Entre los acuerdos adquiridos -y reflejados de forma escueta en la comunicación que ayer se avanzó a los medios de comunicación- figura el compromiso del Ayuntamiento de «trasladar al consejero de Sanidad, Antonio María Sáez Aguado, como ya hizo esta Alcaldía con anterioridad, nuestra preocupación por los recortes que se están produciendo en el centro hospitalario de Miranda». En esa misma línea se le solicita «la paralización de las medidas anunciadas» y una reunión con carácter inmediato en la que «abordar con esta Corporación el tema de la sanidad en Miranda».
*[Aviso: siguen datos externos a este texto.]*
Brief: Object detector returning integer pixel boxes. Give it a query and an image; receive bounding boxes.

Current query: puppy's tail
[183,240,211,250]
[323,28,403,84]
El movimiento se produce después de que la comisión mixta, un órgano de participación que representa al colectivo profesional en todo lo que se refiere a la planificación y asesoramiento de la actividad del hospital, hablara de «indignación» y «discriminación» a la hora de valorar la reducción que la Gerencia de Salud tiene previsto llevar a cabo a partir del 1 de enero del próximo año en las dos especialidades. La nueva programación que, de momento, solo se ha notificado verbalmente a los médicos, es que otorrinos y oftalmólogos atiendan a los pacientes únicamente entre las 8.00 y las 15.00 horas. Lo que 'de facto' elimina las guardias.
Un recorte que, tal y como ayer reflejaba este periódico haciéndose eco de la misiva del personal médico, tendrá, entre otras consecuencias, la imposibilidad de «hacer en consultas y en quirófano aquellas técnicas que por el riesgo de complicaciones puedan precisar supervisión urgente»; motivará más ingresos y más desplazamientos a Burgos, además de agravar los problemas que «tradicionalmente ha tenido este hospital» para cubrir su plantilla.
En esa escrito se incidía de forma especial en el carácter «discriminatorio» de la propuesta de la Junta, por no entender su aplicación en un hospital que «viene consolidándose como uno de los más eficientes y rentables de la comunidad en los últimos años, fruto del trabajo y dedicación de sus profesionales». Aseveraciones aún más duras dirigidas a los responsables regionales se movían en esa línea de incomprensión: «El deterioro resultante en la atención sanitaria demuestra muy poca sensibilidad para con un municipio y una población muchas veces abandonada en la esquina del mapa».